Santé / Sciences

Quand les températures s'affolent, il y aurait moins de bébés de sexe masculin

Temps de lecture : 2 min

 Une échographie Jerry Laivia Flickr CC License by
Une échographie Jerry Laivia Flickr CC License by

Si le réchauffement climatique continue, les femmes pourraient bientôt être en majorité sur la planète (aujourd'hui, selon l'Ined, il y aurait à peu près 102 hommes pour 100 femmes). Au Japon, Live Sciences rapporte que l’équipe du docteur Misao Fukuda, du M&K Health Institute d’Ako, a constaté un parallèle entre le sexe des foetus qui arrivent à terme et les fluctuations importantes de températures.

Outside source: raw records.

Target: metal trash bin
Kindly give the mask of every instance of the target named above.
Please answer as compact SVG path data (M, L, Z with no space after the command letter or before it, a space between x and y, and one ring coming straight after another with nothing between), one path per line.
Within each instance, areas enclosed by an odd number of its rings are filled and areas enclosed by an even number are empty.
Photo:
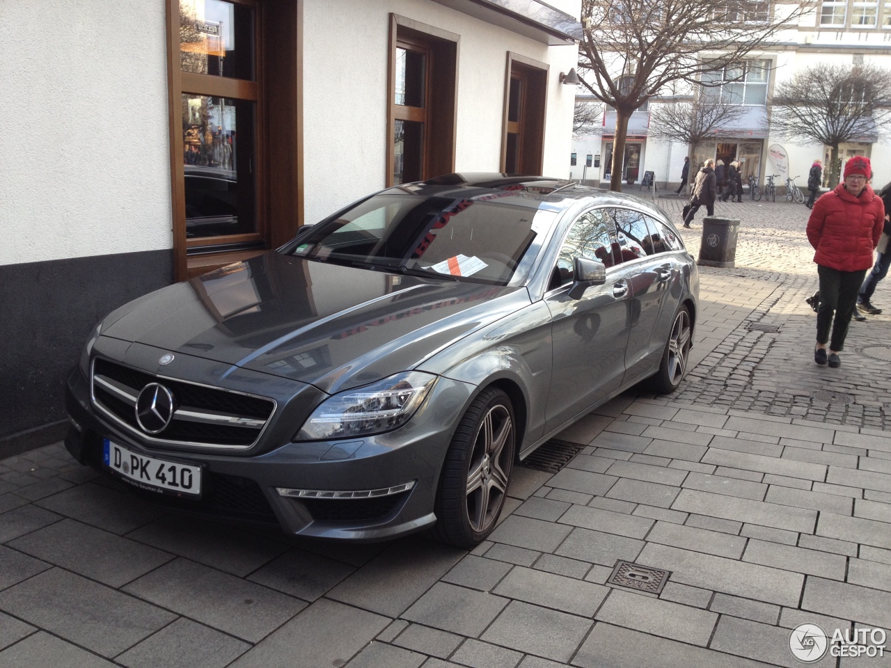
M735 267L736 240L739 234L739 219L707 216L702 221L699 259L696 264L731 269Z

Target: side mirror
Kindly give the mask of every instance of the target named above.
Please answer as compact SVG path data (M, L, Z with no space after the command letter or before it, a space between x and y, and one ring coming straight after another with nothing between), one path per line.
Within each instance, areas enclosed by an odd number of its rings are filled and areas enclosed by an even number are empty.
M603 285L607 281L607 268L602 262L576 257L573 262L575 281L569 289L569 297L581 299L584 290L592 285Z

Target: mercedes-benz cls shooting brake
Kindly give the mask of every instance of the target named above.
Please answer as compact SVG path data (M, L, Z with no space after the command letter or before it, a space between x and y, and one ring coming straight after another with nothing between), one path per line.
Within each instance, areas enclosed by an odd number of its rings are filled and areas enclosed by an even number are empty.
M571 182L389 188L96 325L71 454L135 493L290 534L470 546L514 465L686 370L698 273L657 207Z

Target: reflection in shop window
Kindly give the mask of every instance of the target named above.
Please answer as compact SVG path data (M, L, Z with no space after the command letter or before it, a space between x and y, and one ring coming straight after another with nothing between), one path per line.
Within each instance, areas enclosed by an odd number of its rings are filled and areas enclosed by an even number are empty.
M186 238L255 232L254 104L183 94Z

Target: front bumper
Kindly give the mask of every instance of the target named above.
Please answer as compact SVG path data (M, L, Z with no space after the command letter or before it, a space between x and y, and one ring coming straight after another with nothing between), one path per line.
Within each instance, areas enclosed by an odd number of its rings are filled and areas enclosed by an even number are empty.
M258 453L186 452L140 442L97 413L79 369L69 377L66 408L72 425L65 439L71 455L156 504L238 521L278 523L295 535L380 541L436 522L433 504L452 434L473 387L440 379L407 425L375 436L339 441L260 443ZM293 425L290 433L300 425ZM275 429L274 431L281 431ZM103 440L134 452L203 468L200 500L139 489L102 462ZM262 441L262 439L261 439ZM356 444L361 441L361 444ZM368 491L413 482L411 490L366 498L296 498L288 490Z

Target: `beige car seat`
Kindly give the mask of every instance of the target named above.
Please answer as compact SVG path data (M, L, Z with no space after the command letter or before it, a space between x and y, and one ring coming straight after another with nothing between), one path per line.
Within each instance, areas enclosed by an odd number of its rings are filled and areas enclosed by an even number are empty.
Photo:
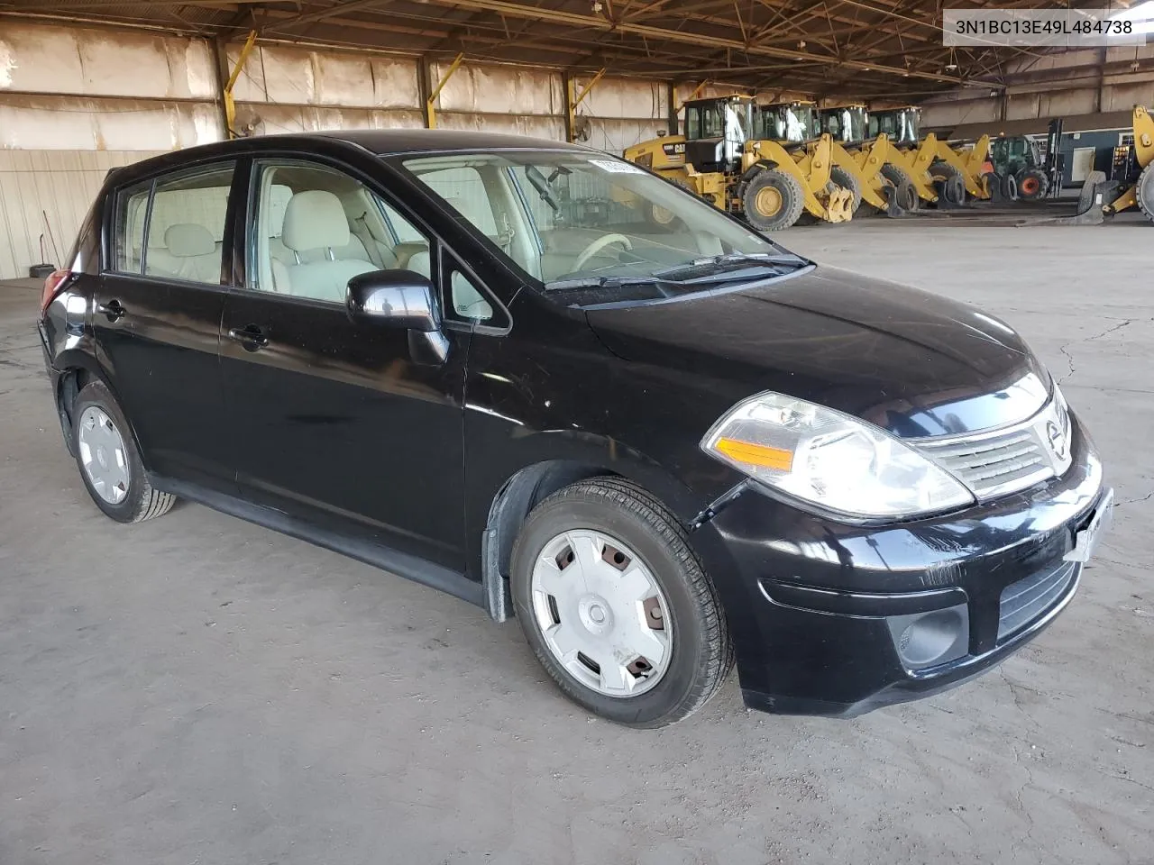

Les scientifiques ont confronté les relevés de température mensuels au Japon entre 1968 et 2012 avec les données des morts foetales après 12 semaines de grossesse et celles des naissances d’enfants sur la même période. Alors que l’été 2010 a été très chaud, ils ont constaté que le nombre de foetus mâles décédés en septembre a augmenté. Cela s’est traduit par un ratio de filles plus important dans les naissances quelques mois plus tard. Le même événement s’est produit au cours de l’hiver 2011, où à l’inverse, le mercure est descendu particulièrement bas.

Les chercheurs n’ont pour l’instant pas prouvé la corrélation entre ces deux phénomènes. En Finlande et en Nouvelle-Zélande, où les variations de températures sont bien moins importantes qu’au Japon, aucun lien n’a été établi entre les deux variables entre le milieu du XIXe siècle et le milieu du XXe.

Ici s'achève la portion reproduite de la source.